George Henry Lewes was the grandson of Charles Lee Lewes, an irreverent actor in England at a time when acting was not a respectable profession. G.H. Lewes's father, John Lee Lewes, was a minor literary figure who had two families. His wife bore four children, and he abandoned the family in 1811 to start an illegitimate family with Elizabeth Ashweek, with whom he had three sons. The third son, G.H. Lewes, was born in 1817. John Lee Lewes abandoned his second family in 1819 and moved to Bermuda to work as a customs officer. Elizabeth Ashweek married in 1823, and her sons disliked their stepfather. Not much information on Lewes's childhood is available, but apparently his mother faced financial difficulties. They lived in Gloucestershire, Southampton, Jersey, Nantes and Boulogne, and presumably their moves were motivated by a search for lower living costs. Lewes became fluent in French and early on developed the outlook of a freethinker.
By 1837, at the age of twenty, Lewes had become a young bohemian in London. He sought to emulate Shelley and became acquainted with Shelley's irresponsible surviving friend, Leigh Hunt, the writer. He supported himself through a variety of literary and journalistic pursuits. Leigh Hunt's son, Thornton, became his closest friend. Lewes seems to have been well-suited, despite a spotty education, to a journalistic life. He was able to churn out reviews, articles on Shelley and Goethe and a popular introductory philosophy book. By the time he was in his early thirties he had established friendships with Leigh Hunt, Thomas Carlyle, Charles Dickens, John Stuart Mill, Charlotte Brontë, Auguste Comte, George Sand, William Makepeace Thackeray and Herbert Spencer, and later he corresponded with Charles Darwin. He seems to have had a gregarious personality, have been good at telling jokes, producing witticisms and doing imitations, but he also had omnivorous interests and critical acuity.
In 1841, at the age of 23, Lewes married Agnes Jervis. Apparently their first few years together were happy, and they produced four sons, one of whom died young. For reasons not entirely clear the marriage declined, and Agnes bore several children by Thornton Hunt. There are aspects to Lewes's bohemian proclivities that are not well understood, and I'll discuss them further if they come up later in the book, which I've barely started.

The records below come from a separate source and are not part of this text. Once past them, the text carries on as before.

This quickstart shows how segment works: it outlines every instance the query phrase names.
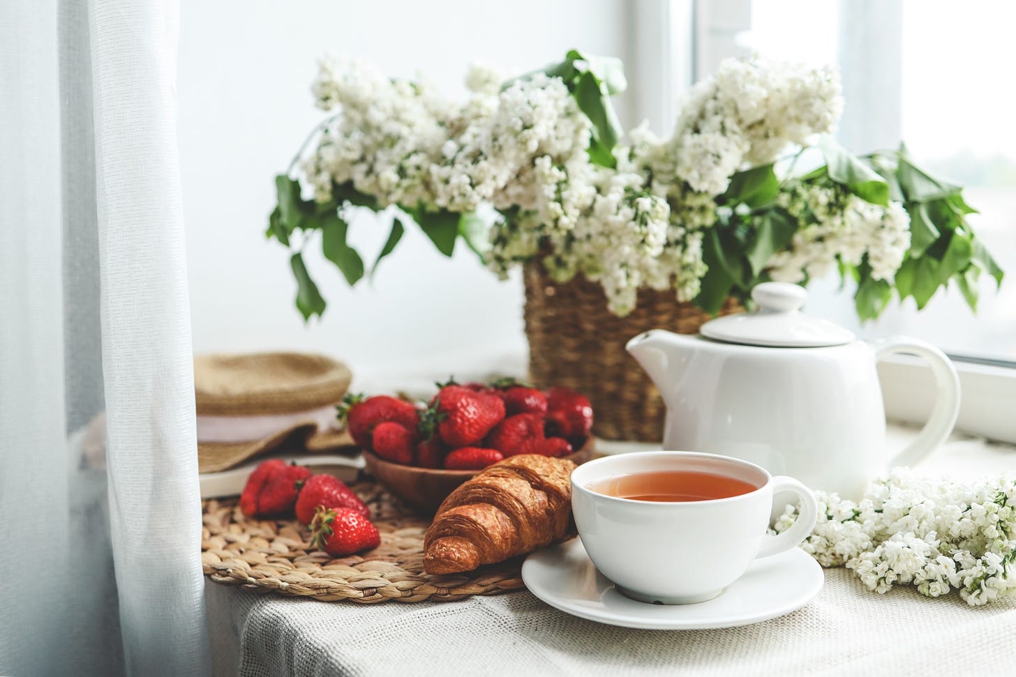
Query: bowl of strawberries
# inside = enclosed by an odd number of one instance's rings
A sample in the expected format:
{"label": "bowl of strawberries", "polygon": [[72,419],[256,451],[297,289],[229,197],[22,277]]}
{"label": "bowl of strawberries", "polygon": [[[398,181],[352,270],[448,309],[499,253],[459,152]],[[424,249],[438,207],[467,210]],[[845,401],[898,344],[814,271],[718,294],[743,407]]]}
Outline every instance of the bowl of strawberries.
{"label": "bowl of strawberries", "polygon": [[418,405],[387,395],[346,396],[340,408],[367,471],[403,502],[433,514],[459,484],[502,459],[592,456],[592,406],[568,388],[511,379],[438,384]]}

I apologize if this topic doesn't interest you, but it is important to me in that it provides the kind of sociological perspective on literary production that I find most meaningful. It is all too common to read proclamations that some author has produced a "work of genius," but my experience has shown me that nothing occurs in a vacuum, and, more precisely, a great work cannot come into existence if all the right pieces aren't already in place – pieces which predominantly have nothing to do with the particular talents of an author.
Hello, on the topic you are interested in, I just finished a very good, in my opinion, biography of the relationship between Eliot and Lewes, The Marriage Question, by Clare Carlisle.
ReplyDeleteThank you, Gosia. I was aware of the book, but it initially didn't sound very exciting. I looked at it again and changed my mind: it will make good winter reading. George Eliot was not by nature a radical, like Mary Wollstonecraft, and her family was quite conservative. It hurt her deeply that her brother, Isaac, rejected her. She always would have preferred marriage, but, unfortunately, her late marriage to John Cross seems to have been a disaster.
DeleteWhenever I get around to reading it, I'll discuss it on this blog.